Si l’abandon du classement individuel était nécessaire, la mise à l’écart de la presse privée dans la ventilation de l’évaluation est difficile à comprendre. En effet, il est déplorable aujourd’hui que l’évaluation de l’action gouvernementale soit devenue une affaire de presse publique. Contrairement aux évaluations précédentes où le gouvernement venait défendre son bilan face à la presse publique et privée, cette fois-ci, les autorités ont préféré ignorer totalement la presse privée.

C’est seulement sur les antennes nationales que l’opinion publique apprendra que le gouvernement a été évalué pour le premier trimestre de 2005. Qu’est-ce que Pinochet a contre la presse privée ? est-on tenté de s’interroger. C’est vrai que des confrères se sont emparés du classement par département lors de l’évaluation précédente pour critiquer vivement l’attitude de la Primature. Ce qui avait largement contribué à exacerber les tensions autour de l’évaluation gouvernementale.

C’est pour éviter une situation de ce genre que la Primature a choisi cette fois-ci de rompre totalement avec la tenue d’une conférence de presse pour présenter l’action gouvernementale réalisée. Les confrères intéressés sont exhortés à se référer au ministre porte-parole du gouvernement M. Ousmane Thiam ou au ministre concerné. Mais cette mesure de sécurité pour le gouvernement peut-elle remplacer valablement la campagne médiatique qui a jusque-là entouré l’évaluation gouvernementale ?

Si la nouvelle formule arrange le gouvernement, il n’en demeure pas moins qu’elle est peu démocratique. Elle manque en effet de transparence. Or, le président ATT a initié cette évaluation de l’action gouvernementale pour plus de transparence dans la gestion des affaires publiques. C’est ainsi que le gouvernement est appelé à rendre compte au peuple au terme de chaque trimestre.

En la matière, les citoyens ne se contentent pas seulement de la version officielle. Ils voudront la confronter à celle des organes de presse indépendants. Demander aux journalistes de la presse privée de prendre attache avec le porte-parole du gouvernement de façon isolée ne résout pas à notre avis le problème.
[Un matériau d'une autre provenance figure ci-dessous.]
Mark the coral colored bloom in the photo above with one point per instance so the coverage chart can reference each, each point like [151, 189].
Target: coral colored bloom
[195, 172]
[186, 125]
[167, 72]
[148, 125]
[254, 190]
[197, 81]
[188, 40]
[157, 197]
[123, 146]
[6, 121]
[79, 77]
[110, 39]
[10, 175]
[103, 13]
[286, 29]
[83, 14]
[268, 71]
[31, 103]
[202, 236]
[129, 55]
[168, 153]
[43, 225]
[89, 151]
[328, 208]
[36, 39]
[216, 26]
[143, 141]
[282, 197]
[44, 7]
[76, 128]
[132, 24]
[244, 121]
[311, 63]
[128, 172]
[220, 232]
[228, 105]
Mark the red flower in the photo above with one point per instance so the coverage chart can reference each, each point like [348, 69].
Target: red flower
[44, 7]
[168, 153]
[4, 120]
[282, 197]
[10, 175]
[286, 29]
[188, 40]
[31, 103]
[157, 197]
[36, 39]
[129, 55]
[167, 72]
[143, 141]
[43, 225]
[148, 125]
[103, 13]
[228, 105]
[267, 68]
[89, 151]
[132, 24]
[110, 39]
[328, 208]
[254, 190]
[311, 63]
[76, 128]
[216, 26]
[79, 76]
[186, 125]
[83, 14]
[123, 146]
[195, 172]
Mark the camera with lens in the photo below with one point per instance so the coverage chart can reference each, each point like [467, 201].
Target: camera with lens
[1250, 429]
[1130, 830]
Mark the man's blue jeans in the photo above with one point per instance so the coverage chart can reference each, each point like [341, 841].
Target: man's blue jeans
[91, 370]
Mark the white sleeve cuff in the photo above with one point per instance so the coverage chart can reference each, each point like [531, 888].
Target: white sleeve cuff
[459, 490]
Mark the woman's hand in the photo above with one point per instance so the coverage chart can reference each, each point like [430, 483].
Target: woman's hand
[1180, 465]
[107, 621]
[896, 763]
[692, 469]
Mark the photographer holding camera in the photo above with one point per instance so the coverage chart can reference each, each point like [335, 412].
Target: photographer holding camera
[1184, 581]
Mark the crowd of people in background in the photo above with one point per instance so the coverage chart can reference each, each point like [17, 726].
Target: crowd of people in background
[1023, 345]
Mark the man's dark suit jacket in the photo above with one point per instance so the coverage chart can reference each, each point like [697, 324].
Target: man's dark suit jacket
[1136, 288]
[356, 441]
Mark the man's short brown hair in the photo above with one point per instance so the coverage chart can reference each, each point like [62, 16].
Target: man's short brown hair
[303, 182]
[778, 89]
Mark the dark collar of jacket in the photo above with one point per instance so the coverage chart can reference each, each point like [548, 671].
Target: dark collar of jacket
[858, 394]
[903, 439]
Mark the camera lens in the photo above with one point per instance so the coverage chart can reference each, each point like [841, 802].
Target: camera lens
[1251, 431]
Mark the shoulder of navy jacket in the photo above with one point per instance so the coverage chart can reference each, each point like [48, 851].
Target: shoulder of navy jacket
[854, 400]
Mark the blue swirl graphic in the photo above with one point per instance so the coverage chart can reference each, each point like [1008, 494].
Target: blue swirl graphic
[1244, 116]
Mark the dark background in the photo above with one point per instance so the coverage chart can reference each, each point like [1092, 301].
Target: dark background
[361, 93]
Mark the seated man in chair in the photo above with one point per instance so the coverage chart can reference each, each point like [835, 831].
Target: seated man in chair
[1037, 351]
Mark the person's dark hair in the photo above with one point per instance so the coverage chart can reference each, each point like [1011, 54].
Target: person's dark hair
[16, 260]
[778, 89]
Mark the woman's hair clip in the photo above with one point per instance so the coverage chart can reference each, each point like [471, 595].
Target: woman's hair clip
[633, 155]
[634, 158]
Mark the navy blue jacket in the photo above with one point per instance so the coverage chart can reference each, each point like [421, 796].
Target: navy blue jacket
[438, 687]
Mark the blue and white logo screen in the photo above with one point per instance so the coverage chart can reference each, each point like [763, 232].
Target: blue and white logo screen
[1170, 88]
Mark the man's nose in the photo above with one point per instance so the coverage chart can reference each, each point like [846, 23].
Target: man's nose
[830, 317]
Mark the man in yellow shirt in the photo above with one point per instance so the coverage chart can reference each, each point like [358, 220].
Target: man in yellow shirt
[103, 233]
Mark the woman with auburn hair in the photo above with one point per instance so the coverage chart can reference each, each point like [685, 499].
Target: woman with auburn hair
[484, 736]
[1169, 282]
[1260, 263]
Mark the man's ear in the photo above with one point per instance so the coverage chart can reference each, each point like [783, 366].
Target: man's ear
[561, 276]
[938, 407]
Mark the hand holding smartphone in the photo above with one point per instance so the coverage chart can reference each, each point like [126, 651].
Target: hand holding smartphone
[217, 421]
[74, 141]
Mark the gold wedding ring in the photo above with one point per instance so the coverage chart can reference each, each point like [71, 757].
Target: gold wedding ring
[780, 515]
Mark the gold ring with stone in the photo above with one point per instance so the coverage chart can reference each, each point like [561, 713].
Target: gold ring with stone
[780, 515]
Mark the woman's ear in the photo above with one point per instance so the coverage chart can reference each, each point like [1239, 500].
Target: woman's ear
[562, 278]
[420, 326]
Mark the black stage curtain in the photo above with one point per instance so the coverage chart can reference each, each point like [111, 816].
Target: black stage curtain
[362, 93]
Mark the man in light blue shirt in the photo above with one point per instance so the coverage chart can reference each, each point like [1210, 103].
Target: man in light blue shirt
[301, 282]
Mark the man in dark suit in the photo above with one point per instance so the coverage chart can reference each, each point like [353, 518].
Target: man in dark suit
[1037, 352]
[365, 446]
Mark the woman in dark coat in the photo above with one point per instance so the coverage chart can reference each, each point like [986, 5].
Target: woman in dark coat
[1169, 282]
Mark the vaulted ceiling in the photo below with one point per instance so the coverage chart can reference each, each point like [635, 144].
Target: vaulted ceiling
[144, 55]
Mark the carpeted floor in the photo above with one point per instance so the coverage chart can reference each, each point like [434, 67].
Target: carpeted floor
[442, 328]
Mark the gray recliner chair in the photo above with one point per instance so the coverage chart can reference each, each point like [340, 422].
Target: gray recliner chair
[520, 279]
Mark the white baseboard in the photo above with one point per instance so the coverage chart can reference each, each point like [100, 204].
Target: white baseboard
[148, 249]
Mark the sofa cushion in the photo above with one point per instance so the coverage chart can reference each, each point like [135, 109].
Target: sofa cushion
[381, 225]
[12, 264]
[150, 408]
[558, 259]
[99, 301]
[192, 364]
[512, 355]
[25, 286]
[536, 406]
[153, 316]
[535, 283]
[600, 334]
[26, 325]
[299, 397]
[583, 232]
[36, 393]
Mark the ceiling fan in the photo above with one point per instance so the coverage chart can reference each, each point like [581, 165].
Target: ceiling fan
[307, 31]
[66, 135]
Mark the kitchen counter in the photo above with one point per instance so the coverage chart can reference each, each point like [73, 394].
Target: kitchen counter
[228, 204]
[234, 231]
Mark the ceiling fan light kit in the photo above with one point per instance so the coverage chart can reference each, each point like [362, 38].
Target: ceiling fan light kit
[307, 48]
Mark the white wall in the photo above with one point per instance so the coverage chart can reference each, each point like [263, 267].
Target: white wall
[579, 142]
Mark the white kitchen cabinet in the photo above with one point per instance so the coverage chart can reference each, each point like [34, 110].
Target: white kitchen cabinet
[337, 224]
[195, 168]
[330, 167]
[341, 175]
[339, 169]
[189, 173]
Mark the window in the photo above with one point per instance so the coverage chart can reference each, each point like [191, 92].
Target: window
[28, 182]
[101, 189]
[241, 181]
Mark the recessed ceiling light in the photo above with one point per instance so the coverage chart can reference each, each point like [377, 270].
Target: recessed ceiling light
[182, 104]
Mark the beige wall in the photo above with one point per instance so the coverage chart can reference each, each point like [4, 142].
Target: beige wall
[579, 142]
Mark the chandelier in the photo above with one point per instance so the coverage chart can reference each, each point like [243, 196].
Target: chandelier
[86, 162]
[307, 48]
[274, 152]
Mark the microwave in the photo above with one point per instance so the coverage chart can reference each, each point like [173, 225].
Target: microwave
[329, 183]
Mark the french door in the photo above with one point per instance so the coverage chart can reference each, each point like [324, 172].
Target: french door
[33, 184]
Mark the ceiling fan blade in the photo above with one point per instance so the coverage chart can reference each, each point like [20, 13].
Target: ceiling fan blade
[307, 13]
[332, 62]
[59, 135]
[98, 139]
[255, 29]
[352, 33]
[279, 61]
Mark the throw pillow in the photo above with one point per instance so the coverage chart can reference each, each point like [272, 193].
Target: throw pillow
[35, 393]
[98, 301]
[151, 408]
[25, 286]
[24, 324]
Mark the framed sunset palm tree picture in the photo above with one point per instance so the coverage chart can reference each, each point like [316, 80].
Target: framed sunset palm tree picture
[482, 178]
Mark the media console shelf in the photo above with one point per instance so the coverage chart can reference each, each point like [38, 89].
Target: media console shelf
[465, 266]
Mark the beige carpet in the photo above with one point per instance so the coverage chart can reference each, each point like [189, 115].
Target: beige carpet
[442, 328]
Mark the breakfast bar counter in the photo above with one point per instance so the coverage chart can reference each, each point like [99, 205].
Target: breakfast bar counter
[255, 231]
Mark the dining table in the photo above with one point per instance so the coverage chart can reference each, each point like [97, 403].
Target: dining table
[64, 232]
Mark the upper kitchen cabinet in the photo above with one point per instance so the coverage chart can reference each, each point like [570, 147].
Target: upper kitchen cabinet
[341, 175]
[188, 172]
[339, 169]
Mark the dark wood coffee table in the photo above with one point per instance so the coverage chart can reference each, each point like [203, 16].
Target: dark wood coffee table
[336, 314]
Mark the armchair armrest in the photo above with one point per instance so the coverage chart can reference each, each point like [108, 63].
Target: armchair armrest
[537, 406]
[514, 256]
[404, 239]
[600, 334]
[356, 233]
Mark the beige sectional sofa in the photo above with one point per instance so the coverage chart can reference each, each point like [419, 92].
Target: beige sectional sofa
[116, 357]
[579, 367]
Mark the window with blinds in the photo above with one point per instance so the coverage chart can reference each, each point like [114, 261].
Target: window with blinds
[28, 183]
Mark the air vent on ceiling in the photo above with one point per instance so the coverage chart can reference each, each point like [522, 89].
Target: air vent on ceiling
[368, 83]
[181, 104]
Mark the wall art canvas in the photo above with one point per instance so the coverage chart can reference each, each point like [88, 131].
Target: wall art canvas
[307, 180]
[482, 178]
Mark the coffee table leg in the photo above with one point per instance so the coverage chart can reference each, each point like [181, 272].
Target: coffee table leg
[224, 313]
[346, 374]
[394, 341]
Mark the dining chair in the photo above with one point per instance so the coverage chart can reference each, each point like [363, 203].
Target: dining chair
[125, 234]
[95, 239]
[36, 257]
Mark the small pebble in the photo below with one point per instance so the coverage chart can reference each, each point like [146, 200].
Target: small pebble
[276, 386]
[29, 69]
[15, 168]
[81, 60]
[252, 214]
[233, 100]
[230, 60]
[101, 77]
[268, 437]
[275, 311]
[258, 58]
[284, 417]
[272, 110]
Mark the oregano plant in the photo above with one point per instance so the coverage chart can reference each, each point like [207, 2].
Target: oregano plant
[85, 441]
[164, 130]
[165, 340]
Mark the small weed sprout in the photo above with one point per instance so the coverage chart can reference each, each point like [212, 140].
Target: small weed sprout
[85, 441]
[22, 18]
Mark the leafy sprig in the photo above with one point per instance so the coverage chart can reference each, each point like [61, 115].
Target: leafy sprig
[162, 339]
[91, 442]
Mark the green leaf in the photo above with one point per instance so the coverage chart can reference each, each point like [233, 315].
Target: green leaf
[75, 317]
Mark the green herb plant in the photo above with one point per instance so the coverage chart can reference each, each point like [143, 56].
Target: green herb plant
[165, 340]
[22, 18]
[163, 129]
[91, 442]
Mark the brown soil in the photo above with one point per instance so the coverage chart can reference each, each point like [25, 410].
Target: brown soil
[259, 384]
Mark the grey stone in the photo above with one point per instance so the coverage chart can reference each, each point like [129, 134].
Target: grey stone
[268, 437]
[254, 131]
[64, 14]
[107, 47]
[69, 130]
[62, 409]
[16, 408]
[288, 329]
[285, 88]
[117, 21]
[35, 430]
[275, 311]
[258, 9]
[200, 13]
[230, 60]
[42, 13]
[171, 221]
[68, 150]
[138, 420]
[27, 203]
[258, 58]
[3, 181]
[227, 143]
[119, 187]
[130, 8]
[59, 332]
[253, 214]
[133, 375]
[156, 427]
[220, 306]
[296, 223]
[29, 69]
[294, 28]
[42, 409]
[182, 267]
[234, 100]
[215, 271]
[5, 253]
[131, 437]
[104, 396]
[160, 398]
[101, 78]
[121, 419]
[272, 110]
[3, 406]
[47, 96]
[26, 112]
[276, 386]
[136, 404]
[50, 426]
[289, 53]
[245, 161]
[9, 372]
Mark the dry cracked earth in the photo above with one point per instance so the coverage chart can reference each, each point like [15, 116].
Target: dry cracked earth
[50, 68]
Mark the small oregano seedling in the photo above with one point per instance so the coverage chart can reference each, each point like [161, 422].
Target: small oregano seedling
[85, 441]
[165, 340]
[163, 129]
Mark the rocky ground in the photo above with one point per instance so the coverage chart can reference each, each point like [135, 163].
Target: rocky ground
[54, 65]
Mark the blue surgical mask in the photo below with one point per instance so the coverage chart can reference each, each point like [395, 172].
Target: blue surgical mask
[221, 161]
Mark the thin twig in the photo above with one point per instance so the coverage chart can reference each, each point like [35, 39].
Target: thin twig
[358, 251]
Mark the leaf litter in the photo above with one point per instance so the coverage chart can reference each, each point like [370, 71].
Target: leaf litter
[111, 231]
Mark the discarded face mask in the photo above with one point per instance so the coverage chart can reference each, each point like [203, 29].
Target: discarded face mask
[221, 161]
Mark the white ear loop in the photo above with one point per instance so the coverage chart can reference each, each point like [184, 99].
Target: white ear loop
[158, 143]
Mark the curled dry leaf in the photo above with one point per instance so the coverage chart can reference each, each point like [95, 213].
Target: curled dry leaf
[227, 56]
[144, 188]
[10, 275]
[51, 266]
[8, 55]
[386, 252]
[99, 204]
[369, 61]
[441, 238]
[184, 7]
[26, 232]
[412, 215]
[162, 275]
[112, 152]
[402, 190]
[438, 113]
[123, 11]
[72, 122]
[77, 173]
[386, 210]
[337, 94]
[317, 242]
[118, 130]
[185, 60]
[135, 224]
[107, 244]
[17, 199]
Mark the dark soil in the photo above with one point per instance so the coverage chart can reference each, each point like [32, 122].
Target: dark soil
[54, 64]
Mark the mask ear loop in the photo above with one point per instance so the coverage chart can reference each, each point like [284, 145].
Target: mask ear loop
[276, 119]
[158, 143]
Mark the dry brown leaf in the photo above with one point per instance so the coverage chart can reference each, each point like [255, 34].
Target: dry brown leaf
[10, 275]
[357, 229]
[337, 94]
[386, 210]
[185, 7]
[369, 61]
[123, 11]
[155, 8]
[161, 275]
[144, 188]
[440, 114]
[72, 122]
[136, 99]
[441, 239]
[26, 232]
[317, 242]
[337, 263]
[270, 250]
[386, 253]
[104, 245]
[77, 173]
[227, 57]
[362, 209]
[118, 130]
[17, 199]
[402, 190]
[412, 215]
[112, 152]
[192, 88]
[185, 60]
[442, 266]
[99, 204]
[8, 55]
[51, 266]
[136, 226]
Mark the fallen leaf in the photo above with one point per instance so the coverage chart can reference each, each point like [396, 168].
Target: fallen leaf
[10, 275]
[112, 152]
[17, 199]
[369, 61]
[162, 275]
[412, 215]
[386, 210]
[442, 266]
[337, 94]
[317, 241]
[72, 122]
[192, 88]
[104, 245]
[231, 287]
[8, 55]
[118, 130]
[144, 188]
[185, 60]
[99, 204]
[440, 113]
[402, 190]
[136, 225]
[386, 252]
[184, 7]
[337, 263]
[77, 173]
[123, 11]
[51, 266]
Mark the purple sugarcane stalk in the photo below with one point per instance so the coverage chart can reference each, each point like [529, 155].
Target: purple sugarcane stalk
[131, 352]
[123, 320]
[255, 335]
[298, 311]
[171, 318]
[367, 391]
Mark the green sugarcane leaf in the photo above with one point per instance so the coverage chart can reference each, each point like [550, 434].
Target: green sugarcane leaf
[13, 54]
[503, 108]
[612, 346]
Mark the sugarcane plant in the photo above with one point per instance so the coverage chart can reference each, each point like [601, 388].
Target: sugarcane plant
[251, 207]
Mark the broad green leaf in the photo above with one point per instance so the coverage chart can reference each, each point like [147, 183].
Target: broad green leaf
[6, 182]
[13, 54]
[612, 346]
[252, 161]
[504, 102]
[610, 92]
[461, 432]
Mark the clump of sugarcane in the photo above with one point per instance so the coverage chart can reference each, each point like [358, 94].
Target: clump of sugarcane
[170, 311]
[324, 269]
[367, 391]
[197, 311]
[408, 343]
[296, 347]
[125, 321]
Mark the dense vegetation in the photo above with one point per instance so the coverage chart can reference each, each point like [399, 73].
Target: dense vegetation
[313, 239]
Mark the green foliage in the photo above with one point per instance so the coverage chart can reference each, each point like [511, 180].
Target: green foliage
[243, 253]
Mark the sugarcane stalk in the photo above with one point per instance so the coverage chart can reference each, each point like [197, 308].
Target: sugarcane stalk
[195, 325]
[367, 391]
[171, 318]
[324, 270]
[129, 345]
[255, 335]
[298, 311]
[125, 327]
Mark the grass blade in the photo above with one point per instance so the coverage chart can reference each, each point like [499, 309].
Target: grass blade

L’évaluation gouvernementale mérite d’être suffisamment relayée par la presse publique et privée si tant est que la volonté du président ATT est d’amener l’opinion nationale à se faire une idée de l’exécution du programme gouvernementale. De ce point de vue, l’attitude de la Primature est plus une fuite en avant qu’une volonté réelle de rendre l’évaluation de l’action gouvernementale plus efficace.

Il y a donc lieu de s’interroger sur le bien-fondé de la nouvelle formule. Fera-t-elle recelte ? C’est bien de changer, de revoir les règles du jeu au fil du temps. Mais encore faudrait-il que ces règles aillent dans le sens d’une amélioration de l’évaluation gouvernementale.